Field of Dreams
Imagine a time when movie magic didn't consist of crazy CG special effects, amazing camera work or uncanny makeup, but existed in a sort of reality where budget barely entered into it quite as much as a great story, lovable characters, and the concept of something like Heaven without being preachy about it whatsoever. 1989's 'Field of Dreams' fits the bill perfectly, and it's easily one of the greatest feel-good films ever made.
A corn farmer from Iowa named Ray Kinsella (Kevin Costner) lives a happy, down to earth life with his wife, Annie (Amy Madigan) and daughter, Karen (Gaby Hoffmann). One day, while working in the field, he hears the famous words "if you build it, he will come". He takes it as a sign to build a baseball field, in the hopes that the late great "Shoeless" Joe Jackson will come back to play.
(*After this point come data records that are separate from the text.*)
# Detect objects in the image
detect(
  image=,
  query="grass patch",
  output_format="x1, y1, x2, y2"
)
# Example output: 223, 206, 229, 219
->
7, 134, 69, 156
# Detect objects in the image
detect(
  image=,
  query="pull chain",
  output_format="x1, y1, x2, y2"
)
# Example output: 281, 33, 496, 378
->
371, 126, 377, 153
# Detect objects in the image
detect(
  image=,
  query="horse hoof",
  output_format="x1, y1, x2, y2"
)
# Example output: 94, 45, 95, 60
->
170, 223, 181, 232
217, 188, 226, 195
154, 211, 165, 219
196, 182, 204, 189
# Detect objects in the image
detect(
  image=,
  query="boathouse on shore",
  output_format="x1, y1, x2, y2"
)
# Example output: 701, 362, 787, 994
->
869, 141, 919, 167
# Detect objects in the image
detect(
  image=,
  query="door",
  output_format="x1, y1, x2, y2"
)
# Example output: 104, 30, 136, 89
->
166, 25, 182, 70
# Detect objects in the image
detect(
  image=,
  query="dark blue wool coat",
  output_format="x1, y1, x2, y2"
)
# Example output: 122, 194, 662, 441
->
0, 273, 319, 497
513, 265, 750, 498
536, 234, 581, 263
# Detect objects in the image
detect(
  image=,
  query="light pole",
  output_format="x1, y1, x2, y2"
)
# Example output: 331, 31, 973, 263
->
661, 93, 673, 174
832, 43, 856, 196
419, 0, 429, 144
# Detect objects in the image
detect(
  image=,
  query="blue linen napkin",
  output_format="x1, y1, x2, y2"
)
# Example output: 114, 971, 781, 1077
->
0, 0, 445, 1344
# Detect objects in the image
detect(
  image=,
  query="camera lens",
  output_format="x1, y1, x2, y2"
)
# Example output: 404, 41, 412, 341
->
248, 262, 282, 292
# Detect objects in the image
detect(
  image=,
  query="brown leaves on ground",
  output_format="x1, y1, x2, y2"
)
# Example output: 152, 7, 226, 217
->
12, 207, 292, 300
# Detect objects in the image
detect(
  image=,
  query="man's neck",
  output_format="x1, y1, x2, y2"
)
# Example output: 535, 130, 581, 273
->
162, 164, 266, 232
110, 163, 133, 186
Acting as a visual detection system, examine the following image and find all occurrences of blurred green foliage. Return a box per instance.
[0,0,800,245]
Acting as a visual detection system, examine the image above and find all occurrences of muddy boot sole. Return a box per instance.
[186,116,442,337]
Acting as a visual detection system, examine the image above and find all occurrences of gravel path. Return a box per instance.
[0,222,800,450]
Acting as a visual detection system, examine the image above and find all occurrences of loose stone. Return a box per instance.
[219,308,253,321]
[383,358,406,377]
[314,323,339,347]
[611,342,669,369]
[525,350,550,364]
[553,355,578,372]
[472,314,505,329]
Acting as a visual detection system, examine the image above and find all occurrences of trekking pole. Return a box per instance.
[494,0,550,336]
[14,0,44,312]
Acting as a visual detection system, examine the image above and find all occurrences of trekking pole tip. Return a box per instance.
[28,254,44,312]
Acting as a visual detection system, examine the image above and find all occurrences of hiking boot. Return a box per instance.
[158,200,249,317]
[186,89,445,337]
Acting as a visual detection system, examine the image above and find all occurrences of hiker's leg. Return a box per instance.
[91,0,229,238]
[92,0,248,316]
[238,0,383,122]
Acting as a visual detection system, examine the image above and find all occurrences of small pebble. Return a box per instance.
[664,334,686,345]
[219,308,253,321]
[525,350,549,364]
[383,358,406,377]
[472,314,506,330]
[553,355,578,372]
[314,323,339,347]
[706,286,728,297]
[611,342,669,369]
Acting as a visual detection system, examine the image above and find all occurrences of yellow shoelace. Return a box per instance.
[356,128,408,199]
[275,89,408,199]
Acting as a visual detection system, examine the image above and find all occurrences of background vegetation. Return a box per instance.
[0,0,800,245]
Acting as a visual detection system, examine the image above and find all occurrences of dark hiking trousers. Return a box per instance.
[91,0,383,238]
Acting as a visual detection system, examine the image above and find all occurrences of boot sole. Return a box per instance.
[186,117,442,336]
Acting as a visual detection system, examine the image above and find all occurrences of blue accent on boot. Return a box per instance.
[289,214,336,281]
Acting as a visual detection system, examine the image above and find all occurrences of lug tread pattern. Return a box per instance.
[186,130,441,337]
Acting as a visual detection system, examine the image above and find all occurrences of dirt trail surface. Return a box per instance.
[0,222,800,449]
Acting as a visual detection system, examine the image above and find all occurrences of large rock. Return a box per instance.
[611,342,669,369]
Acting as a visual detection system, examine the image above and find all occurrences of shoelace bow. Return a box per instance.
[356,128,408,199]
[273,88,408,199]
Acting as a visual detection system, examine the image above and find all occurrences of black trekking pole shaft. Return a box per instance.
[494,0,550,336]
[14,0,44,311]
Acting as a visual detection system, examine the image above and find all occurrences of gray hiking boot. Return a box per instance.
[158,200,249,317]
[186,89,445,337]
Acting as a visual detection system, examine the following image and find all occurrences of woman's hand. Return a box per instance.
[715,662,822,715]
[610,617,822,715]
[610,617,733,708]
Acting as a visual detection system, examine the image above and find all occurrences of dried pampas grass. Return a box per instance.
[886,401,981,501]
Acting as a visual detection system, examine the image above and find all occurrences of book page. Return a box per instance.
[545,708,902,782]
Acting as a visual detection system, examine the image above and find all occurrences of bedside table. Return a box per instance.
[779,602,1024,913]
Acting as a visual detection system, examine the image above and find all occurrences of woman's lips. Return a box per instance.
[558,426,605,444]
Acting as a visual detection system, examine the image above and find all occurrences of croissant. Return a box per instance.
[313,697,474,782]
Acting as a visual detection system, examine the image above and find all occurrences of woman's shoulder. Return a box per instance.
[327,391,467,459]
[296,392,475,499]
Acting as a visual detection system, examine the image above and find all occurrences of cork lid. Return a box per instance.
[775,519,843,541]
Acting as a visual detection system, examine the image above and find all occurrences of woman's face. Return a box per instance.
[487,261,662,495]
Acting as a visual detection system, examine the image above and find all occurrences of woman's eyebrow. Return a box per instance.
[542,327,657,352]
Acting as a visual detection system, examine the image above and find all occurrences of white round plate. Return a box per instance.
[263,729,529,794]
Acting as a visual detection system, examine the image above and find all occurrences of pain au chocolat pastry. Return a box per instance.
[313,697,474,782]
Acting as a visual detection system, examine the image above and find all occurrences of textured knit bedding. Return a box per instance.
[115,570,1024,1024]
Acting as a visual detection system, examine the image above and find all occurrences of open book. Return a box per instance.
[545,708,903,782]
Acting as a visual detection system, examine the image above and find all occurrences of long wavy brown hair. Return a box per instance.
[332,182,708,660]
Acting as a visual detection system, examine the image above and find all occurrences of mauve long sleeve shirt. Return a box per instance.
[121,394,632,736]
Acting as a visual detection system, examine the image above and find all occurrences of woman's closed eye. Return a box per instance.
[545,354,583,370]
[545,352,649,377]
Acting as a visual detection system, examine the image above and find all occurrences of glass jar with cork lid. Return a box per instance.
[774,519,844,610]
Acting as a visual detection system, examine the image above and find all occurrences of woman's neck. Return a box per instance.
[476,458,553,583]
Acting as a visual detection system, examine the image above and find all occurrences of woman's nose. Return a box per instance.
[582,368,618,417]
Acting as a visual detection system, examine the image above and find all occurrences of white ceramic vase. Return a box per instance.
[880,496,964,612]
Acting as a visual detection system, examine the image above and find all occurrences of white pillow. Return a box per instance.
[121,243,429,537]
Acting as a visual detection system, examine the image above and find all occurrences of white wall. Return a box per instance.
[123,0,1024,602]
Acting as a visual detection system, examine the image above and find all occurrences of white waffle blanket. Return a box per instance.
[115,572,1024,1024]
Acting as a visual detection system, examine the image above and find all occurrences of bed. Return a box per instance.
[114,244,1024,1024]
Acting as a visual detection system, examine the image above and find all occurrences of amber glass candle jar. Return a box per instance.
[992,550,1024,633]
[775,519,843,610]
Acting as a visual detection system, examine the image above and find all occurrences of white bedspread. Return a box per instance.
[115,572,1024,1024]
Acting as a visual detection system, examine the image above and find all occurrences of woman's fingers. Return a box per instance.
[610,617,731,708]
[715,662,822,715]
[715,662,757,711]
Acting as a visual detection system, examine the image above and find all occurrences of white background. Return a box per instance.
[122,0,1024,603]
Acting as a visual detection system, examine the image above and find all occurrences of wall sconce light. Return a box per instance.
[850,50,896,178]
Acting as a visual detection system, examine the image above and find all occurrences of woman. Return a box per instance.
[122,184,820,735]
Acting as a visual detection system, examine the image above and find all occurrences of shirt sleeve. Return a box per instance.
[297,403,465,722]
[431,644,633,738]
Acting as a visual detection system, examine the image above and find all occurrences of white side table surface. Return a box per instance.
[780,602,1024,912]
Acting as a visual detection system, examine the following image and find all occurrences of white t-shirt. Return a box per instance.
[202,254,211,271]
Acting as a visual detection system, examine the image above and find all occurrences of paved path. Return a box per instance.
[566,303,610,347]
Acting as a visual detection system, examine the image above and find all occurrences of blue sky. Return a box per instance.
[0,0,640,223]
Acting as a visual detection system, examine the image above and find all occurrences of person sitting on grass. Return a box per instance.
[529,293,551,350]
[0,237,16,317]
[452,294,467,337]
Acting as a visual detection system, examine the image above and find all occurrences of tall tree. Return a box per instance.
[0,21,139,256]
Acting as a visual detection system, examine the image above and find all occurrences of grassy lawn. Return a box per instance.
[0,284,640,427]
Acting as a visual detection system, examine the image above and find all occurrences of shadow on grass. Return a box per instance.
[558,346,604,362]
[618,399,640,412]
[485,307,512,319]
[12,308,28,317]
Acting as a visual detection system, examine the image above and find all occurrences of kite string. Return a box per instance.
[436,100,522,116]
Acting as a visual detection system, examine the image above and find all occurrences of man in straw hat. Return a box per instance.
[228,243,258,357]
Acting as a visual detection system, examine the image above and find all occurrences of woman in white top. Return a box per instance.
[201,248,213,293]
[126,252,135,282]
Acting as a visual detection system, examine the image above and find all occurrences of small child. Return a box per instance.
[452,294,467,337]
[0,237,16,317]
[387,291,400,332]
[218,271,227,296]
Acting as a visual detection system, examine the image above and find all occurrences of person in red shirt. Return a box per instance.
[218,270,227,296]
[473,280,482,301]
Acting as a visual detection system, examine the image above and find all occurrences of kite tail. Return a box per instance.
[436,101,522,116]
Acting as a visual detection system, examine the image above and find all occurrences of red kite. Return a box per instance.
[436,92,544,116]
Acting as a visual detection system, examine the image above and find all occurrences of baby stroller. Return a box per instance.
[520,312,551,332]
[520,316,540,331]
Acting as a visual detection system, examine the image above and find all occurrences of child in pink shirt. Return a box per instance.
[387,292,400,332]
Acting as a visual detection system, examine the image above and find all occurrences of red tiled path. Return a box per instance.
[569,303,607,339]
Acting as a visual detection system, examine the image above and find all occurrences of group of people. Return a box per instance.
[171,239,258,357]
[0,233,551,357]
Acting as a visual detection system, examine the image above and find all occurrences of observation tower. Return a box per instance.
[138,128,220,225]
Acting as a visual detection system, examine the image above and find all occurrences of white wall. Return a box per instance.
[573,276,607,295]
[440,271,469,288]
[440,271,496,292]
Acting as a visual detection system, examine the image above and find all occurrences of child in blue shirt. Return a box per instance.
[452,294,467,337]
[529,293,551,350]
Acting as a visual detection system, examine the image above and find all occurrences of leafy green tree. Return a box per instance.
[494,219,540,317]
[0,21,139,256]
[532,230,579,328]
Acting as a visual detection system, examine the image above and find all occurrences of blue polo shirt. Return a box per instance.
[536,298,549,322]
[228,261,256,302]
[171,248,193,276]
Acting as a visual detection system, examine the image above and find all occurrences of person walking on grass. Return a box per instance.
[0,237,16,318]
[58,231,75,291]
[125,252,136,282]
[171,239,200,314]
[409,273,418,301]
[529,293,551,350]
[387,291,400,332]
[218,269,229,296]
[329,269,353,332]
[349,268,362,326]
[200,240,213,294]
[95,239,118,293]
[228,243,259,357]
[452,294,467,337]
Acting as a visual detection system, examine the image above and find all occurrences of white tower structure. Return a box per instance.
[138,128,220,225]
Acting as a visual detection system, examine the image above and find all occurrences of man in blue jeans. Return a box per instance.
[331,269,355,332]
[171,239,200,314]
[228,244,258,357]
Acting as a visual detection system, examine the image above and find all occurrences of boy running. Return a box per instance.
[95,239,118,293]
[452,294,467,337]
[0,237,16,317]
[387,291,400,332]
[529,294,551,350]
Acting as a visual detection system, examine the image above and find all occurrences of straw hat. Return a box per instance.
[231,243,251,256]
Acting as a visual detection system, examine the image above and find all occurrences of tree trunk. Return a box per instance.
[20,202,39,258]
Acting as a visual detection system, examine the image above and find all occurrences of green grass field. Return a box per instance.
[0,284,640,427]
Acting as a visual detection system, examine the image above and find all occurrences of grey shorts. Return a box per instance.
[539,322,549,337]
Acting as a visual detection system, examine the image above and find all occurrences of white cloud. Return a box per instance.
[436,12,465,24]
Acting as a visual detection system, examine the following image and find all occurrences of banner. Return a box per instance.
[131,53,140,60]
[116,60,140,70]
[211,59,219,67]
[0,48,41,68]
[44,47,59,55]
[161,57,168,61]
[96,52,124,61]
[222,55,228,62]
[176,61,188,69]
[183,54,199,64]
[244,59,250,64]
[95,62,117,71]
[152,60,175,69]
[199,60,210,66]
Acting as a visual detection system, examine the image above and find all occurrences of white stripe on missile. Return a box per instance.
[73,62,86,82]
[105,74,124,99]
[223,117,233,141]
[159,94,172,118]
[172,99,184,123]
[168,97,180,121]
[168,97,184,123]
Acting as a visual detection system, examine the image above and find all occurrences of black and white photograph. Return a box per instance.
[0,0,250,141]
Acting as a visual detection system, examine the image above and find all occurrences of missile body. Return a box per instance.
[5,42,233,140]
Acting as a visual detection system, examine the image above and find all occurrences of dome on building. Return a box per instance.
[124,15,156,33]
The whole thing is fulfilled within the first half hour or so of the film, and like something from a dream, Joe Jackson (Ray Liotta) and seven more of the 1919 White Sox come to play, but they lack a ninth player to complete their team. Soon, the voices continue, and Ray is lead to reclusive author Terence Mann (James Earl Jones), who he hopes will help him understand the meaning of the voices that he similarly hears.
For the record, I'm not the biggest sports fan in the world and know very little about whatever historical inaccuracies there are in the film. That goes double for certain characters here based on real people. But this is one of those films where inaccuracies hardly matter, because the real meaning behind the film is much deeper, and to overanalyze the facts means missing the point. But to dictate the point also means to spoil the end of the movie, so I'll just ease back, even though it's one of those spoilers that's barely a spoiler anymore.
What the film does better than anything is provide its viewers with a crazy amount of magic. but does so without it being corny. It's the kind of magic you feel when you meet your favorite celebrity for the first time, or get exactly what you want and then some from a movie you were looking forward to all year, but then it blends that with pure nostalgia. I dare even say that when it comes to baseball memories, in this point in time where sports have all but disappeared, it will tug at your heartstrings even harder than it did before (if you've seen it - if not, I recommend getting on it).
This movie is good enough to get three Oscar nominations for Best Picture, Best Adapted Screenplay and its memorably dream-like score from James Horner. On top of all that, it was actually selected in 2017 to be preserved in the US National Film Registry by the Library of Congress for being "culturally, historically, or aesthetically significant". I dunno what else has made that list, particularly, but that does go to show how strong and timeless this story is, with an ending that is bound to bring on some waterworks.